Gerne würde ich es glauben, wenn ich Ähnliches nur nicht
schon öfter erlebt hätte, und wenn sich nicht so
viele meiner ausländischen Freunde über die gleichen
Erfahrungen beklagen würden.
Nun
muss ich aber doch die Verhältnisse zurechtrücken: Die
„Hello!“-Rufer sind, verglichen mit den Hunderten, ja Tausenden,
deren Wege man in dieser Stadt täglich kreuzt, eine verschwindend
kleine Minderheit, und diejenigen in Xisi nahm ich nicht zuletzt
deshalb wahr, weil ich schon seit längerem keine gehört
hatte. Nur haben diese Tausenden das Pech, dass die wenigen
„Hellos!“ sehr unangenehm auffallen und sich – wie es der
menschlichen Natur entspricht – unliebsame Erlebnisse besonders
tief ins Gedächtnis brennen. Doch, und dies sei betont,
ich bin sehr gerne in Beijing. Über alles gesehen finde
ich die Leute hier sympathisch, sie sind gemütlich, gesellig,
lachen gern. Für jedes „Hello!“ fällt mir mindestens
ein unterhaltsames, interessantes Gespräch ein, das sich
irgendwann, zumeist im Taxi, zufällig ergeben hat – ein
normaler Austausch eben, echte Kommunikation zwischen zwei
Menschen, mögen sie noch so verschieden sein.
Als
ich im Herbst 2000 wieder nach Beijing kam, hatte ich den
Eindruck, dass die Leute es schon eher gewohnt waren, Ausländer
zu treffen, und weniger überrascht waren als fünf Jahre zuvor,
wenn diese auch noch Chinesisch sprechen. Leute aus fremden
Ländern gehören ohne Zweifel immer mehr zum Straßenbild.

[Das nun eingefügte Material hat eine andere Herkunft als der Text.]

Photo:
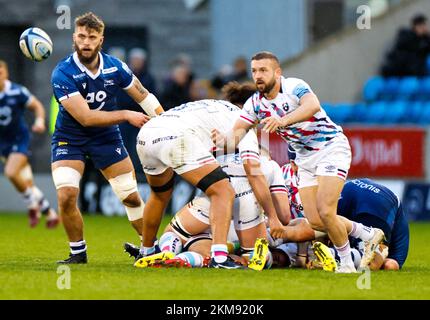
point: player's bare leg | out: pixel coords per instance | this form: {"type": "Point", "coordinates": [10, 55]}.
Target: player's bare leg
{"type": "Point", "coordinates": [189, 223]}
{"type": "Point", "coordinates": [122, 177]}
{"type": "Point", "coordinates": [67, 184]}
{"type": "Point", "coordinates": [18, 171]}
{"type": "Point", "coordinates": [329, 189]}
{"type": "Point", "coordinates": [221, 195]}
{"type": "Point", "coordinates": [161, 192]}
{"type": "Point", "coordinates": [322, 216]}
{"type": "Point", "coordinates": [14, 164]}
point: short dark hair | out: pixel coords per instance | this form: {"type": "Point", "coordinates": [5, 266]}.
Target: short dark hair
{"type": "Point", "coordinates": [237, 93]}
{"type": "Point", "coordinates": [3, 64]}
{"type": "Point", "coordinates": [418, 19]}
{"type": "Point", "coordinates": [265, 55]}
{"type": "Point", "coordinates": [90, 21]}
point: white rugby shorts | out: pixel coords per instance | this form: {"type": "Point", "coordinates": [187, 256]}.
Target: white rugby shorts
{"type": "Point", "coordinates": [333, 161]}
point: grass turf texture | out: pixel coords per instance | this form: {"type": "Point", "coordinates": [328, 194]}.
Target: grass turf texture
{"type": "Point", "coordinates": [28, 270]}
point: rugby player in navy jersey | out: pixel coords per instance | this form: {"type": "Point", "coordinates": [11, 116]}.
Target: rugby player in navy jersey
{"type": "Point", "coordinates": [85, 84]}
{"type": "Point", "coordinates": [374, 205]}
{"type": "Point", "coordinates": [14, 144]}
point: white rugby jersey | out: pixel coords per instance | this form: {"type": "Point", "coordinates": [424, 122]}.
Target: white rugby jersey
{"type": "Point", "coordinates": [201, 117]}
{"type": "Point", "coordinates": [305, 137]}
{"type": "Point", "coordinates": [233, 166]}
{"type": "Point", "coordinates": [292, 183]}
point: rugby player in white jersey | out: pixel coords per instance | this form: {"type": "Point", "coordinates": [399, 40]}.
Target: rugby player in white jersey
{"type": "Point", "coordinates": [288, 107]}
{"type": "Point", "coordinates": [179, 140]}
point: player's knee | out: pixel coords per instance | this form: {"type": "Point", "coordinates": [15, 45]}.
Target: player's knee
{"type": "Point", "coordinates": [133, 200]}
{"type": "Point", "coordinates": [67, 199]}
{"type": "Point", "coordinates": [326, 212]}
{"type": "Point", "coordinates": [124, 185]}
{"type": "Point", "coordinates": [164, 191]}
{"type": "Point", "coordinates": [222, 189]}
{"type": "Point", "coordinates": [66, 177]}
{"type": "Point", "coordinates": [216, 182]}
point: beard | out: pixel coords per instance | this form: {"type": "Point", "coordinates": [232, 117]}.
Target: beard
{"type": "Point", "coordinates": [266, 88]}
{"type": "Point", "coordinates": [85, 59]}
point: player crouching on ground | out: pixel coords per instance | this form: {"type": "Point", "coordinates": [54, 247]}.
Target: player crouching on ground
{"type": "Point", "coordinates": [85, 85]}
{"type": "Point", "coordinates": [179, 141]}
{"type": "Point", "coordinates": [249, 223]}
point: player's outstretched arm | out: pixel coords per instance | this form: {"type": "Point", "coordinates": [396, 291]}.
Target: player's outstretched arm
{"type": "Point", "coordinates": [309, 105]}
{"type": "Point", "coordinates": [144, 98]}
{"type": "Point", "coordinates": [79, 110]}
{"type": "Point", "coordinates": [39, 115]}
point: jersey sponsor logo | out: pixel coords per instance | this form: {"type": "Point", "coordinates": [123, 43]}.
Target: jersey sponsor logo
{"type": "Point", "coordinates": [62, 151]}
{"type": "Point", "coordinates": [249, 221]}
{"type": "Point", "coordinates": [98, 96]}
{"type": "Point", "coordinates": [330, 168]}
{"type": "Point", "coordinates": [109, 70]}
{"type": "Point", "coordinates": [242, 194]}
{"type": "Point", "coordinates": [14, 92]}
{"type": "Point", "coordinates": [5, 115]}
{"type": "Point", "coordinates": [126, 68]}
{"type": "Point", "coordinates": [367, 186]}
{"type": "Point", "coordinates": [109, 82]}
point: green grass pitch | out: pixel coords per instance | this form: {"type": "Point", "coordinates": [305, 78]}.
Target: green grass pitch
{"type": "Point", "coordinates": [28, 270]}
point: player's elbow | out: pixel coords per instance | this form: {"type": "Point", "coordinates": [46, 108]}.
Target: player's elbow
{"type": "Point", "coordinates": [252, 168]}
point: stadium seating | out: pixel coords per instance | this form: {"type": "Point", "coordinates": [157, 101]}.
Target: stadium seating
{"type": "Point", "coordinates": [387, 101]}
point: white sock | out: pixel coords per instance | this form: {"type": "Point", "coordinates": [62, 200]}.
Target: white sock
{"type": "Point", "coordinates": [193, 258]}
{"type": "Point", "coordinates": [344, 253]}
{"type": "Point", "coordinates": [362, 232]}
{"type": "Point", "coordinates": [29, 198]}
{"type": "Point", "coordinates": [355, 255]}
{"type": "Point", "coordinates": [219, 252]}
{"type": "Point", "coordinates": [169, 241]}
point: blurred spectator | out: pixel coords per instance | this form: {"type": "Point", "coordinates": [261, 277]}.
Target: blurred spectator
{"type": "Point", "coordinates": [177, 87]}
{"type": "Point", "coordinates": [240, 73]}
{"type": "Point", "coordinates": [409, 55]}
{"type": "Point", "coordinates": [137, 61]}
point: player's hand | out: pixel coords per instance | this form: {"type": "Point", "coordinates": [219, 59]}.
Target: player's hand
{"type": "Point", "coordinates": [218, 138]}
{"type": "Point", "coordinates": [137, 119]}
{"type": "Point", "coordinates": [39, 126]}
{"type": "Point", "coordinates": [271, 124]}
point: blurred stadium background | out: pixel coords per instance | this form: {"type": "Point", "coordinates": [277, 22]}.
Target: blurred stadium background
{"type": "Point", "coordinates": [386, 119]}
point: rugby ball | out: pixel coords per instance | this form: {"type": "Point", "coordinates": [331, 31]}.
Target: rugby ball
{"type": "Point", "coordinates": [35, 44]}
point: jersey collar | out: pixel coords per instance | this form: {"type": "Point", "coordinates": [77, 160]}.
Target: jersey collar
{"type": "Point", "coordinates": [84, 69]}
{"type": "Point", "coordinates": [7, 86]}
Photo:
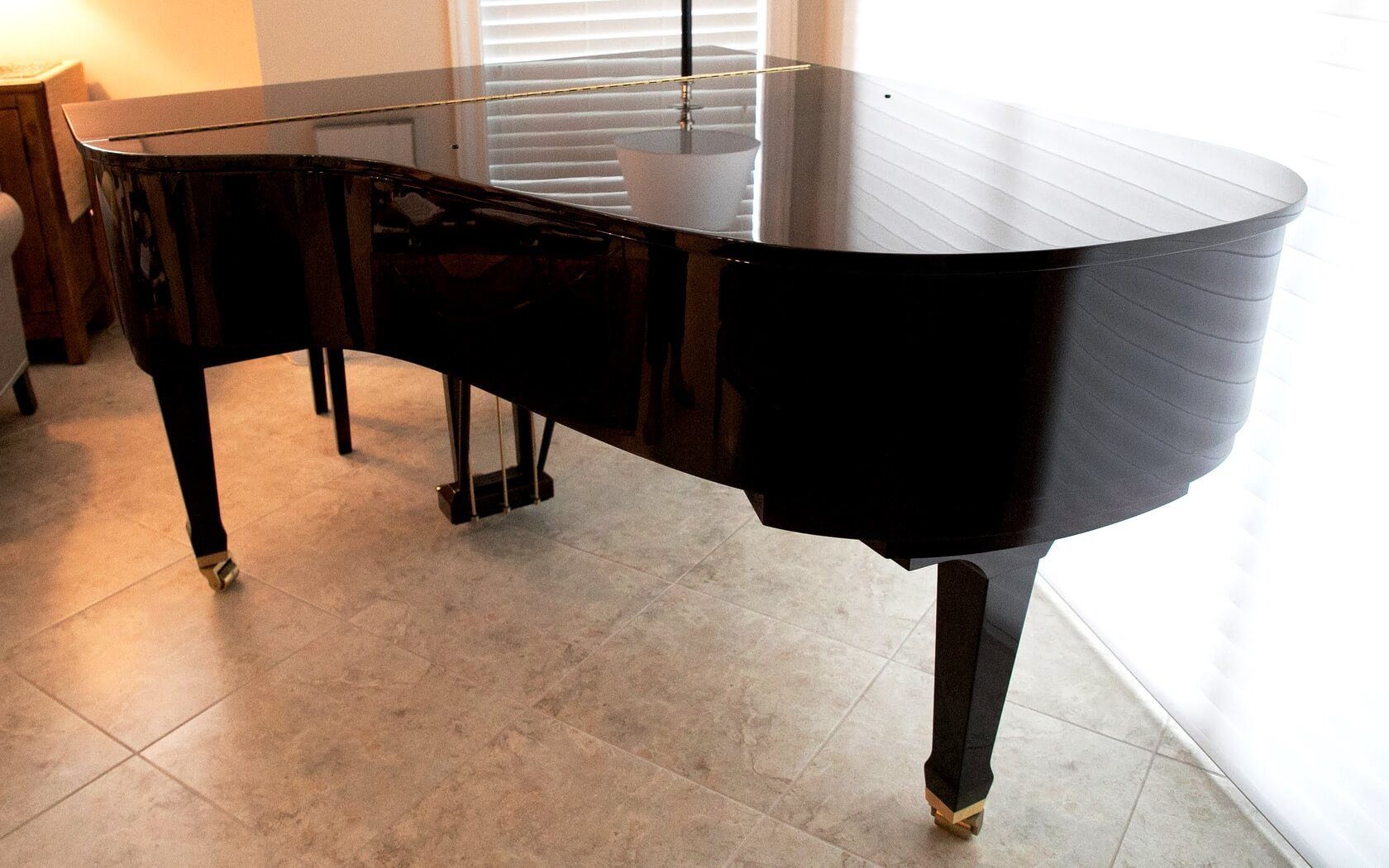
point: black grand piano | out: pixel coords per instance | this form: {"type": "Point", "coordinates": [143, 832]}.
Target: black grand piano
{"type": "Point", "coordinates": [950, 328]}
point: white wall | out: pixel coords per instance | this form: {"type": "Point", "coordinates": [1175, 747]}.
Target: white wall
{"type": "Point", "coordinates": [1253, 608]}
{"type": "Point", "coordinates": [310, 39]}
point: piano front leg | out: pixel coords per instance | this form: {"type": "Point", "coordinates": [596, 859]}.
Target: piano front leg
{"type": "Point", "coordinates": [981, 603]}
{"type": "Point", "coordinates": [182, 393]}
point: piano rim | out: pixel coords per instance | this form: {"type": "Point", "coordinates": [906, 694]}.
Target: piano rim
{"type": "Point", "coordinates": [694, 241]}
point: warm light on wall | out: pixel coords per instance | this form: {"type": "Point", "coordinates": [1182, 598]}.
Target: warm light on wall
{"type": "Point", "coordinates": [138, 47]}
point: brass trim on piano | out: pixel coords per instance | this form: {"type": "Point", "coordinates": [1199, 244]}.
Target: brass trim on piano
{"type": "Point", "coordinates": [347, 112]}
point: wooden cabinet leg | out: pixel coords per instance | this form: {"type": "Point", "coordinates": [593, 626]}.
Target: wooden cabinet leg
{"type": "Point", "coordinates": [24, 394]}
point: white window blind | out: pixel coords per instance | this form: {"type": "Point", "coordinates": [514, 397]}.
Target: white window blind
{"type": "Point", "coordinates": [1254, 608]}
{"type": "Point", "coordinates": [568, 155]}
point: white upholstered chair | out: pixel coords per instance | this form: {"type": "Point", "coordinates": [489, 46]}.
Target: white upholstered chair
{"type": "Point", "coordinates": [14, 357]}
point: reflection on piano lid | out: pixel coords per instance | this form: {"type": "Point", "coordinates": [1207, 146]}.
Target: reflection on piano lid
{"type": "Point", "coordinates": [950, 328]}
{"type": "Point", "coordinates": [847, 165]}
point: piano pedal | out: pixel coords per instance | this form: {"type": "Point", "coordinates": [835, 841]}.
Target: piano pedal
{"type": "Point", "coordinates": [966, 823]}
{"type": "Point", "coordinates": [220, 570]}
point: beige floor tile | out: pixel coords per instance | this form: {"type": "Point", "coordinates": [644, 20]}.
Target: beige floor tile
{"type": "Point", "coordinates": [55, 568]}
{"type": "Point", "coordinates": [351, 543]}
{"type": "Point", "coordinates": [1060, 796]}
{"type": "Point", "coordinates": [721, 694]}
{"type": "Point", "coordinates": [1189, 818]}
{"type": "Point", "coordinates": [1177, 745]}
{"type": "Point", "coordinates": [46, 751]}
{"type": "Point", "coordinates": [776, 845]}
{"type": "Point", "coordinates": [639, 514]}
{"type": "Point", "coordinates": [510, 610]}
{"type": "Point", "coordinates": [331, 746]}
{"type": "Point", "coordinates": [1062, 670]}
{"type": "Point", "coordinates": [255, 475]}
{"type": "Point", "coordinates": [543, 794]}
{"type": "Point", "coordinates": [135, 816]}
{"type": "Point", "coordinates": [147, 659]}
{"type": "Point", "coordinates": [838, 588]}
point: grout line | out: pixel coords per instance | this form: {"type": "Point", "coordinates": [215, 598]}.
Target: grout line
{"type": "Point", "coordinates": [1134, 808]}
{"type": "Point", "coordinates": [85, 718]}
{"type": "Point", "coordinates": [104, 772]}
{"type": "Point", "coordinates": [8, 653]}
{"type": "Point", "coordinates": [798, 627]}
{"type": "Point", "coordinates": [835, 731]}
{"type": "Point", "coordinates": [260, 835]}
{"type": "Point", "coordinates": [657, 765]}
{"type": "Point", "coordinates": [828, 737]}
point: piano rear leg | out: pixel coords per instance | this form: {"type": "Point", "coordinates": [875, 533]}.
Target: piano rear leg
{"type": "Point", "coordinates": [317, 379]}
{"type": "Point", "coordinates": [182, 394]}
{"type": "Point", "coordinates": [981, 603]}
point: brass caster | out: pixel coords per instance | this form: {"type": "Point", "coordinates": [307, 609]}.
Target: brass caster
{"type": "Point", "coordinates": [966, 828]}
{"type": "Point", "coordinates": [220, 570]}
{"type": "Point", "coordinates": [966, 823]}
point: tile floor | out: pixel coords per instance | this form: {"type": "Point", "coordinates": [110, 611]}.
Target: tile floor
{"type": "Point", "coordinates": [632, 674]}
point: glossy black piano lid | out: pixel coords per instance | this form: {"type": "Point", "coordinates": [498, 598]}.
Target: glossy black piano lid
{"type": "Point", "coordinates": [843, 161]}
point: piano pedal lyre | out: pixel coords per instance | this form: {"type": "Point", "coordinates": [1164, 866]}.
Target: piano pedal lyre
{"type": "Point", "coordinates": [966, 823]}
{"type": "Point", "coordinates": [502, 490]}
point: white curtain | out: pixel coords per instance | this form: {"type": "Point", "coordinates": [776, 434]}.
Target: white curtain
{"type": "Point", "coordinates": [1258, 608]}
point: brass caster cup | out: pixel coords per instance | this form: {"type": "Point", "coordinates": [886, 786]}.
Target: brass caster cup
{"type": "Point", "coordinates": [966, 823]}
{"type": "Point", "coordinates": [220, 570]}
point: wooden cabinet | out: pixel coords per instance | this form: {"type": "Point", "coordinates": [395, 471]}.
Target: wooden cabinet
{"type": "Point", "coordinates": [61, 286]}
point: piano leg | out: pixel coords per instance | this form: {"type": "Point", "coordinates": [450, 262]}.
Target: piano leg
{"type": "Point", "coordinates": [459, 498]}
{"type": "Point", "coordinates": [338, 388]}
{"type": "Point", "coordinates": [981, 603]}
{"type": "Point", "coordinates": [316, 379]}
{"type": "Point", "coordinates": [182, 393]}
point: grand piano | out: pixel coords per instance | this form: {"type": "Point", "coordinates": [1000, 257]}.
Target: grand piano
{"type": "Point", "coordinates": [950, 328]}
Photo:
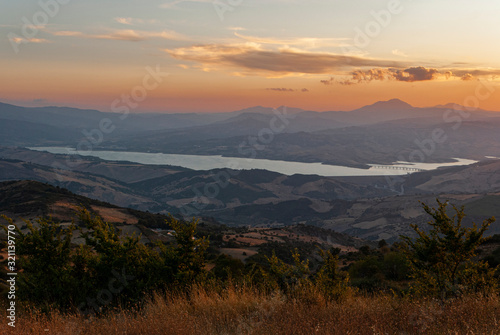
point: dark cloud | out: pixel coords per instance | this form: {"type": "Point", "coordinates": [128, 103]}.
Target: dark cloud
{"type": "Point", "coordinates": [283, 61]}
{"type": "Point", "coordinates": [411, 74]}
{"type": "Point", "coordinates": [328, 81]}
{"type": "Point", "coordinates": [467, 76]}
{"type": "Point", "coordinates": [282, 89]}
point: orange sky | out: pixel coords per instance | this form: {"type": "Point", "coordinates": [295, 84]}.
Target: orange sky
{"type": "Point", "coordinates": [314, 55]}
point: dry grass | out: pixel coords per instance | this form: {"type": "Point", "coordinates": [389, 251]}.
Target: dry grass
{"type": "Point", "coordinates": [250, 312]}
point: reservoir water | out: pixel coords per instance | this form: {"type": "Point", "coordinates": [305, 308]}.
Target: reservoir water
{"type": "Point", "coordinates": [198, 162]}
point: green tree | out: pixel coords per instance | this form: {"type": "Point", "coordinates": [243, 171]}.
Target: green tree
{"type": "Point", "coordinates": [45, 258]}
{"type": "Point", "coordinates": [441, 260]}
{"type": "Point", "coordinates": [332, 282]}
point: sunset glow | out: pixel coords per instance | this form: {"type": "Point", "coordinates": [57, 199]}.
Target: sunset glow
{"type": "Point", "coordinates": [228, 55]}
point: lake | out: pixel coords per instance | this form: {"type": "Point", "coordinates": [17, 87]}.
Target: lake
{"type": "Point", "coordinates": [197, 162]}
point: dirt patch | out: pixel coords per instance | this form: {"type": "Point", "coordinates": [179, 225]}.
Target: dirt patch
{"type": "Point", "coordinates": [238, 253]}
{"type": "Point", "coordinates": [115, 215]}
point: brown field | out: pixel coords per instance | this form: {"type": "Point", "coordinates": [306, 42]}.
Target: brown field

Wirklich international wird Beijing sein, wenn der Anblick
eines „laowai“ kein Aufsehen mehr verursacht, wenn Ausländerinnen
und Ausländern nicht mehr „Hello!“ nachgerufen wird,
kurz: wenn ihre Anwesenheit für selbstverständlich genommen
wird. Dann werden auch die Plakate mit Slogans wie „Beijingers
are friends to all the world“ nicht mehr nötig sein,
die vornehmlich in der Gegend um Sanlitun hängen. Große
Lettern stehen immer im Verdacht, Wirklichkeit nicht so sehr
wiederzugeben, sondern sie vielmehr schaffen zu wollen.